Salah-Kaprah Tanah Sebagai Obyek Dalam Jual Beli

Jual beli tanah merupakan hal yang dianggap lazim oleh masyarakat. Padahal, tak banyak yang menyadari bahwa sebenarnya tanah sebagai bagian dari permukaan bumi itu sendiri bukanlah obyek yang dapat diperjualbelikan. Bagaimana bisa demikian?

Sejak diberlakukannya Undang-Undang No. 5 Tahun 1960 tentang Peraturan Dasar Pokok-Pokok Agraria (UU Agraria), maka hukum pertanahan menganggap seluruh tanah yang berada di wilayah negara Indonesia sebagai hak bersama seluruh bangsa, yang cita-citanya dipergunakan untuk kemakmuran dan keadilan bangsa. Inilah inti utama dari konsep dasar hukum pertanahan nasional.

Dengan demikian, tanah-tanah dipandang sebagai satu kesatuan wilayah dan satu kesatuan tanah air yang menjadi kekayaan nasional. Walaupun demikian, ada suatu keunikan dari konsep hukum pertanahan nasional ini. Walaupun tanah-tanah itu dianggap sebagai hak bersama seluruh bangsa Indonesia yang sifatnya berlangsung abadi, namun tak perlu sampai menyebut bahwa bangsa Indonesia atau negara sebagai pemilik tanah. Negara sebagai organisasi kekuasaan dari seluruh rakyat hanya berperan selaku penguasa tanah. Artinya di sini, negara yang mengatur dan menyelenggarakan peruntukan dan penggunaannya serta yang menentukan dan mengatur hak-hak yang dapat dipunyai di atas tanah tersebut.

Bersama-sama keunikan tersebut diatas, maka dapat dikatakan bahwa tanah bukanlah obyek yang dapat dimiliki sepenuhnya dalam arti individual. Jadi, seseorang sebenarnya tak dapat mengklaim bahwa ia pemilik atas sebidang tanah. Lantas, kalau tanah itu tidak dapat dimiliki, apa yang diberikan oleh negara kepada “pemilik tanah” yang sesungguhnya? KENIKMATAN/MANFAAT ATAS PENGGUNAAN TANAH tersebut. Kenikmatan atau manfaat penggunaan tanah inilah yang disebut dengan Hak Atas Tanah (HAT), yang dalam UU Agraria terbagi menjadi hak milik, hak guna bangunan, hak guna usaha, hak pakai, hak sewa, hak membuka tanah, hak memungut hasil hutan serta hak-hak lainnya. Hak-hak atas tanah inilah yang dapat dimiliki secara perorangan atau individual.

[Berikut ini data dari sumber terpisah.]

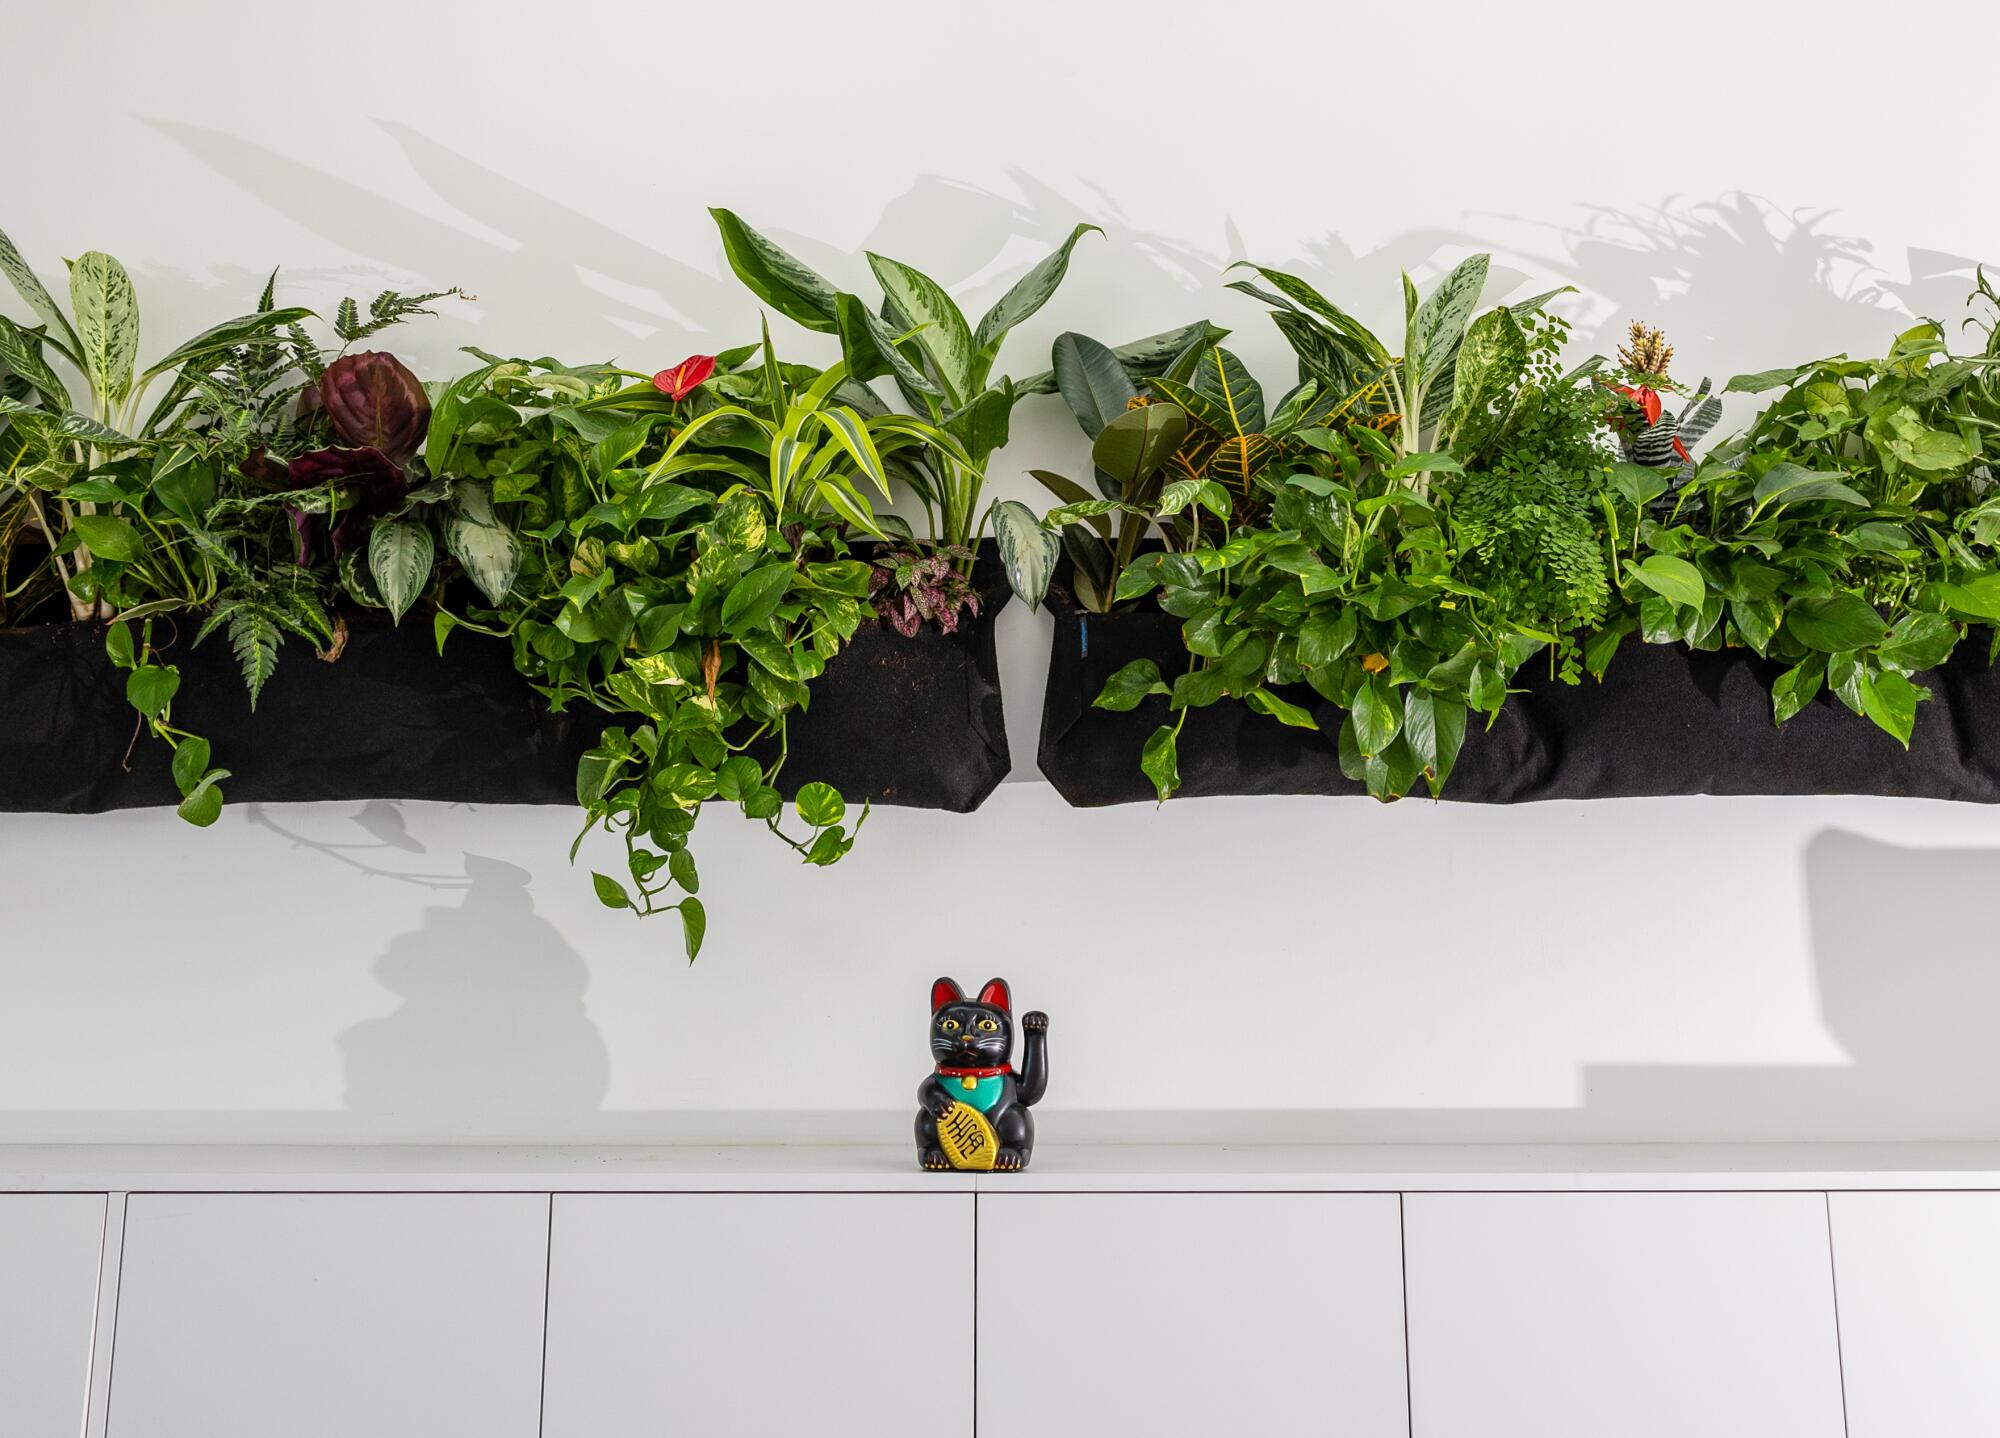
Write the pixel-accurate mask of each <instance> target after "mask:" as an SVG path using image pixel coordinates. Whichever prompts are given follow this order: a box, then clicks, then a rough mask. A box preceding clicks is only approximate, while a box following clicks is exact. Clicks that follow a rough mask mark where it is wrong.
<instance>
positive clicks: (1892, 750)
mask: <svg viewBox="0 0 2000 1438" xmlns="http://www.w3.org/2000/svg"><path fill="white" fill-rule="evenodd" d="M1530 668H1532V666H1530ZM1780 672H1782V666H1780V664H1774V662H1768V660H1760V658H1756V656H1754V654H1748V652H1744V650H1726V652H1716V654H1702V652H1690V650H1684V648H1678V646H1656V644H1636V642H1632V640H1626V644H1624V646H1622V648H1620V650H1618V656H1616V658H1614V660H1612V666H1610V670H1608V672H1606V676H1604V682H1602V684H1596V682H1590V680H1584V682H1582V684H1578V686H1568V684H1558V682H1552V680H1548V678H1546V676H1528V674H1524V686H1526V692H1524V694H1516V696H1512V698H1508V708H1510V710H1512V708H1520V710H1522V718H1524V720H1526V722H1528V724H1530V726H1532V728H1534V730H1536V732H1538V734H1540V736H1542V742H1544V744H1546V746H1548V750H1550V756H1552V764H1550V766H1548V770H1546V774H1544V776H1542V778H1540V780H1536V782H1534V784H1530V786H1526V788H1524V790H1522V794H1520V798H1638V796H1656V794H1886V796H1908V798H1952V800H1972V802H1980V804H1992V802H1996V800H2000V674H1996V672H1994V668H1992V666H1990V664H1988V662H1986V654H1984V646H1982V644H1980V642H1978V640H1968V642H1964V644H1960V646H1958V652H1956V654H1954V656H1952V658H1950V660H1948V662H1946V664H1944V666H1940V668H1938V670H1932V672H1928V674H1920V676H1916V682H1918V684H1922V686H1924V688H1928V690H1930V696H1932V698H1930V702H1928V704H1918V708H1916V730H1914V734H1912V736H1910V748H1908V752H1906V750H1904V748H1902V746H1900V744H1896V740H1892V738H1890V736H1888V734H1884V732H1882V730H1880V728H1876V726H1874V724H1870V722H1868V720H1866V718H1862V716H1858V714H1852V712H1850V710H1848V708H1846V706H1844V704H1840V700H1836V698H1834V696H1832V694H1826V692H1822V694H1820V696H1818V698H1814V702H1812V704H1808V706H1806V708H1804V710H1800V712H1798V714H1794V716H1792V718H1790V720H1786V722H1784V724H1774V722H1772V708H1770V682H1772V680H1774V678H1776V676H1778V674H1780Z"/></svg>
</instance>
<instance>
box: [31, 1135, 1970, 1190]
mask: <svg viewBox="0 0 2000 1438" xmlns="http://www.w3.org/2000/svg"><path fill="white" fill-rule="evenodd" d="M1710 1188H1714V1190H1822V1188H1842V1190H1856V1188H1896V1190H1906V1188H2000V1144H1920V1142H1910V1144H1314V1146H1308V1144H1298V1146H1248V1144H1246V1146H1220V1144H1178V1146H1118V1144H1094V1146H1064V1144H1042V1146H1038V1148H1036V1154H1034V1166H1032V1168H1030V1170H1028V1172H1024V1174H978V1176H974V1174H926V1172H922V1170H918V1168H916V1162H914V1156H912V1152H910V1150H908V1148H902V1146H896V1148H882V1146H842V1144H790V1146H764V1148H750V1146H744V1148H730V1146H694V1144H678V1146H590V1148H584V1146H574V1148H570V1146H476V1144H454V1146H430V1144H374V1146H336V1144H282V1146H266V1144H200V1146H196V1144H184V1146H152V1144H88V1146H72V1144H14V1146H0V1192H16V1194H20V1192H106V1190H110V1192H258V1190H268V1192H974V1190H976V1192H1242V1190H1250V1192H1456V1190H1464V1192H1550V1190H1556V1192H1560V1190H1576V1192H1590V1190H1602V1192H1618V1190H1628V1192H1644V1190H1668V1192H1698V1190H1710Z"/></svg>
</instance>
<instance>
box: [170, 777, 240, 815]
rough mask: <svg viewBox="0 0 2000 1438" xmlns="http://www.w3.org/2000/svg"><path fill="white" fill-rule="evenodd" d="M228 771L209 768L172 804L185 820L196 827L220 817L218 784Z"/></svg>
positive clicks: (223, 777) (221, 796)
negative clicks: (174, 805) (186, 791)
mask: <svg viewBox="0 0 2000 1438" xmlns="http://www.w3.org/2000/svg"><path fill="white" fill-rule="evenodd" d="M228 776H230V772H228V770H226V768H218V770H210V772H208V774H204V776H202V778H200V780H198V782H196V784H194V788H192V790H188V794H186V796H184V798H182V800H180V804H176V806H174V812H176V814H180V818H184V820H186V822H190V824H194V826H196V828H208V826H210V824H214V822H216V820H218V818H222V790H220V788H218V784H220V782H222V780H226V778H228Z"/></svg>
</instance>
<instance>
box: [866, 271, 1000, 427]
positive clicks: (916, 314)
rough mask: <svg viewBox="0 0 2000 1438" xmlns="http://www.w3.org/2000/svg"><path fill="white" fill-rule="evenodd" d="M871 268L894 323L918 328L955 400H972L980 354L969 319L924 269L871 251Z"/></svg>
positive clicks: (963, 401) (930, 356) (948, 388)
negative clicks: (883, 297)
mask: <svg viewBox="0 0 2000 1438" xmlns="http://www.w3.org/2000/svg"><path fill="white" fill-rule="evenodd" d="M868 268H872V270H874V276H876V282H878V284H880V286H882V294H884V296H886V298H888V304H890V314H892V316H894V322H896V324H898V326H900V328H904V330H916V344H918V346H920V348H922V350H924V354H928V356H930V362H932V364H934V366H936V372H938V378H942V380H944V384H946V390H948V398H950V402H952V404H954V406H956V404H964V402H966V400H970V398H972V394H974V392H976V390H978V388H980V384H978V376H976V370H978V354H976V350H974V344H972V330H970V328H968V326H966V316H964V314H960V312H958V306H956V304H952V296H948V294H946V292H944V286H940V284H938V282H936V280H932V278H930V276H928V274H924V272H922V270H916V268H912V266H908V264H904V262H902V260H890V258H888V256H886V254H874V252H872V250H870V252H868Z"/></svg>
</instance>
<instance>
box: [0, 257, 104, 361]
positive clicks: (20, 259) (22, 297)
mask: <svg viewBox="0 0 2000 1438" xmlns="http://www.w3.org/2000/svg"><path fill="white" fill-rule="evenodd" d="M0 274H6V278H8V282H10V284H12V286H14V292H16V294H20V298H22V300H26V302H28V308H30V310H34V312H36V314H38V316H40V318H42V324H46V326H48V330H50V340H48V342H50V344H54V346H56V350H58V352H62V354H64V356H66V358H68V360H74V362H76V366H78V368H82V364H84V342H82V340H80V338H76V330H72V328H70V318H68V316H66V314H64V312H62V306H58V304H56V300H54V296H52V294H50V292H48V290H46V288H44V286H42V282H40V280H38V278H36V274H34V270H30V268H28V262H26V260H24V258H20V250H16V248H14V242H12V240H10V238H8V236H6V230H0Z"/></svg>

Jual-beli merupakan bentuk konkrit hukum perjanjian yang mensyaratkan bahwa barang yang diperjualbelikan bukan obyek yang ilegal atau melanggar kesopanan/kesusilaan ataupun ketertiban umum. Mengingat bahwa tanah menurut hukum pertanahan nasional merupakan kekayaan nasional serta bersifat satu-kesatuan wilayah dan tanah air, maka tanah tidaklah dapat dijadikan sebagai obyek jual-beli. Dalam suatu transaksi jual-beli “tanah”, obyek jual-beli tersebut bukanlah fisik tanahnya, melainkan Hak Atas Tanah yang diberikan negara di atas tanah tersebut. Hak Atas Tanah inilah yang dapat diperjualbelikan dalam masyarakat.